Within the above constraints, I still think this proposal heavily favors Yearn. The repayment period for this loss is indefinite, and due to the escape hatch at any point that YFI holders feel like they no longer wish to fulfill this obligation they can simply vote to remove their contributions. I propose two amendments to address this:
Amendment B:
5.1 Treasury Allocation & Principal Protection
- Capital Match: The Treasury allocates its
existingETH holdings toward the recovery mechanism. At the time of proposal, this represents approximately ~1,600 ETH. No new ETH is purchased for this purpose. Any additional ETH earned by the treasury, unless earmarked for a specific and necessary budgetary purpose, should be allocated to the recovery vault, until users are made whole (SharePrice = 1.0), or Yearn governance closes the recovery vault.
Since Yearn will pay no interest on its debt to users, and this repayment period has no defined duration, this is intended to ensure that the Yearn treasury’s ETH is used to repay users, and encourages Yearn to fulfill its obligation before re-purposing its treasury for other ventures.
Amendment C:
5.1 Treasury Allocation & Principal Protection
- Liquidity Escape Hatch: This allocation remains callable.
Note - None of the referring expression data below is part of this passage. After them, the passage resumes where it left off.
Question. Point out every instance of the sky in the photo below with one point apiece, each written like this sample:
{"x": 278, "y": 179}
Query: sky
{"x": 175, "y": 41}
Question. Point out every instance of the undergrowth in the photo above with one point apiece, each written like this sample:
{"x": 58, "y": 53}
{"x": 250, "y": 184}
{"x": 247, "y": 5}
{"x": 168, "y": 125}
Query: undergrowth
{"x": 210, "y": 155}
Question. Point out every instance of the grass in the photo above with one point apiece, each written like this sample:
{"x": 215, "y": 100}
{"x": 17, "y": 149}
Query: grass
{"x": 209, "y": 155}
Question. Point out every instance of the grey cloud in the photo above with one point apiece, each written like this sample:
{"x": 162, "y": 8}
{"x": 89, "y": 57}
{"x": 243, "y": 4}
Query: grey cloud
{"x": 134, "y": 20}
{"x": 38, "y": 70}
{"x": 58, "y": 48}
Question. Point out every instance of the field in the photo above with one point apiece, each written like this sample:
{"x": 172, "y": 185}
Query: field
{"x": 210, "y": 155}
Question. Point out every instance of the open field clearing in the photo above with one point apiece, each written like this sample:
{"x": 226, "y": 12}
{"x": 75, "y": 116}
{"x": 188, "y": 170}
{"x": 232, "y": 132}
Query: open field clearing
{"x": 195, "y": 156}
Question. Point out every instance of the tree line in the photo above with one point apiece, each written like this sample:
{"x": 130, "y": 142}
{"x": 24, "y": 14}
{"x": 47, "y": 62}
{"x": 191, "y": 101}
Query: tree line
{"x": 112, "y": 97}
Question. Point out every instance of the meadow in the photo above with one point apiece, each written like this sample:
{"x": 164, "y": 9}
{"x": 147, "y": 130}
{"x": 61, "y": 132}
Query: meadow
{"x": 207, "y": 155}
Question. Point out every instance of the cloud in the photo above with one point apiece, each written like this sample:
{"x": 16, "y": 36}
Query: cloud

If the DAO faces
a liquidity crisisan existential threat to the health of the protocol, a governance proposal may be passed to withdraw the Treasury’s principal. This is a temporary measure until the crisis event has passed. At a frequency of no less often than every 90 (ninety) days the DAO will reassess if a crisis remains present. When the crisis is deemed to have passed, the treasury will again be allocated to the recovery vault to generate yield for the repayment of affected users.
This measure is to emphasize that this obligation to users is not optional. If the protocol faces an existential threat, then yes the treasury should go to the YFI holders first. However, the protocol should not be able to just disregard its obligations permanently to address a temporary problem.
I encourage participants in this discussion to comment on the merits or issues with each amendment individually.